Did you know that recruiters often make up their minds about a candidate within a minute of scanning their resume?
You don't have a lot of time to impress employers, so everything about your resume needs to be painstakingly thought out, right down to your resume's length.
Here are some reasons why a one page resume is the way to go, along with some tips to help you make the most of your limited space.
How a One Page Resume Benefits You
Your resume like a personal highlight reel. It's a collection of some of the biggest things that make you who you are.
You have a right to be proud of your education and accomplishments. You might even have an impressive background filled with awards and recognitions
But the fact of the matter is that, in most cases, an actual person won't get so much as a glance at your resume.
Many companies now use applicant tracking systems (ATS) to expedite the hiring process and screen applicants.
These complex programs filter specific job-related words and descriptions so a hiring manager can quickly see who does and doesn't have the skills they're looking for at the moment.
It's frustrating. Especially if you've put a ton of work into crafting a great resume.
But brevity, along with using the right keywords, can help you get past an ATS, increasing your chances of moving on to the interview process.
How a One Page Resume Benefits Employers
One page isn't a lot of space. But put yourself in a hiring manager's shoes.
Even with the screening process, most managers will look at dozens and dozens of applications.
And since there's only so much time in the day, a one-page resume is a lot more likely to get read than a resume that spans multiple pages.
Shorter may not seem sweeter at first, but by limiting yourself to a single page, you're doing HR a favor.
Tips for Building a Great Resume
So, how do you make the most of your brief amount of space? It isn't as tough as it seems!

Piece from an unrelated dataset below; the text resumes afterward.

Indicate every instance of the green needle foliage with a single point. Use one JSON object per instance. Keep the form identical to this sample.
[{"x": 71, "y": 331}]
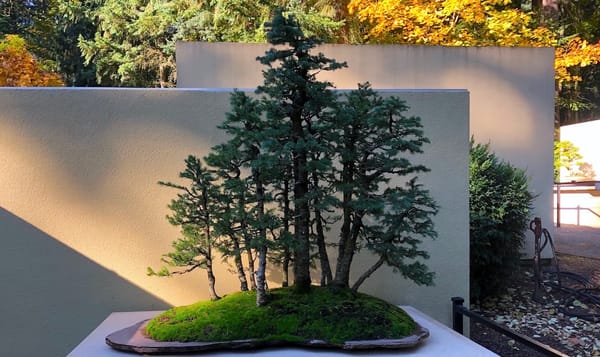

At the top of the page, list your name and contact information. The more ways you give an employer to contact you, the better.
But at the very least, include a phone number, address, and email address.
Now that your soon-to-be HR department knows who you are, it's time to show them what you're about.
List the last three job titles you've held. Be sure to detail what you did for each position and how long you worked there.
Whenever possible, use exact figures to illustrate things like business growth, retention, etc.
If you improved worker safety, for example, you could say something along the lines of 'Decreased common oilfield injuries by X percent.'
This section is for elaborating on any skills you have that you feel would make you a good fit for the job.
What's most important is that you only include skills relevant to the position.
If you're applying for a job in IT, for example, you'd want to include certifications and any programming languages you know.
There's some debate about whether to place education at the top or bottom of a resume. We'll leave the final decision up to you.
But for the sake of this article, we suggest leaving it at the bottom since your work experience matters more.
Your Dream Job Is Waiting
Crafting a one page resume can be difficult. But it's ultimately something that benefits both yourself and your prospective employer.